Molecular diagnostics which was an underserved segment in the Indian diagnostics scenario for a very long time despite being the gold standard became the mainstay and the huge
demand has led to substantial capacity building of RTPCR testing in the country. The increasing prevalence of infectious diseases such as tuberculosis, hepatitis B, and hepatitis C, coupled with tests for sexually transmitted diseases/ infections like HIV and HPV will propel the segment’s growth.

Molecular testing is expected to become more of a routine clinical diagnostics tool not only for covid but for a wide range of infectious diseases in 2022. While various public and private organisations are investing funds to accelerate R&D in the field of molecular diagnostics, the priority clearly is to bring all the stakeholders under one umbrella to focus on the gaps in the health system, identify the needs, create a road map for delivery and ensure quality and universal access.

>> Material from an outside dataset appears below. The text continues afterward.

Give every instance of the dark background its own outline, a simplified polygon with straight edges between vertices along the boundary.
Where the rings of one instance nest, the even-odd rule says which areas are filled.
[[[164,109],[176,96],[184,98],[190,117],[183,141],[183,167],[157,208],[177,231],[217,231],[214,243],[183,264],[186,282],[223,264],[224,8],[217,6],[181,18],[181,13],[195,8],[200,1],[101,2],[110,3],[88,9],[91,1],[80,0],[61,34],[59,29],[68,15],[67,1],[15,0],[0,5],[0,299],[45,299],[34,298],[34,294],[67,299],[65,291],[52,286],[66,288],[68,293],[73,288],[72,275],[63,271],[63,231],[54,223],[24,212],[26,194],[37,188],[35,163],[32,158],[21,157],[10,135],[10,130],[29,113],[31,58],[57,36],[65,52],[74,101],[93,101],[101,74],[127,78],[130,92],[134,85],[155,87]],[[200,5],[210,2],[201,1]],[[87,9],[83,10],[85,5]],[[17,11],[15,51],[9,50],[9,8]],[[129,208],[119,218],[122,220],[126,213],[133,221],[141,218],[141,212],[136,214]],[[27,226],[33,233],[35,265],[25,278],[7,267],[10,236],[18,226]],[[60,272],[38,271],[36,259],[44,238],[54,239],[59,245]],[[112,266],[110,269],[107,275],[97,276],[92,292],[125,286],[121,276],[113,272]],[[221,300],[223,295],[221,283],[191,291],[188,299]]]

Molbio has pioneered point of care molecular testing through its novel Truenat Real-Time PCR platform with the prime objective of decentralising and democratising access to this gold standard technology and enabling early and high-quality testing at the point of first patient contact. Looking at the growing global demand for point of care molecular testing, Molbio Diagnostics launched a new manufacturing facility in Goa in June 2021. The manufacturing capacity has been increased five-fold, from the existing 70,000 tests per day to over 3.5 Lakh tests per day that will ensure the uninterrupted availability of Truenat test kits both in the domestic and global markets for Covid and multiple diseases.

Truenat is already being viewed as a multi-disease platform and in 2022, in addition to the TB programme, we expect collaborations with other programmes such as the Viral Hepatitis programme, NACO and National Vector Borne Diseases Control programme to add to the wider deployment and usage of the technology at the grass root level.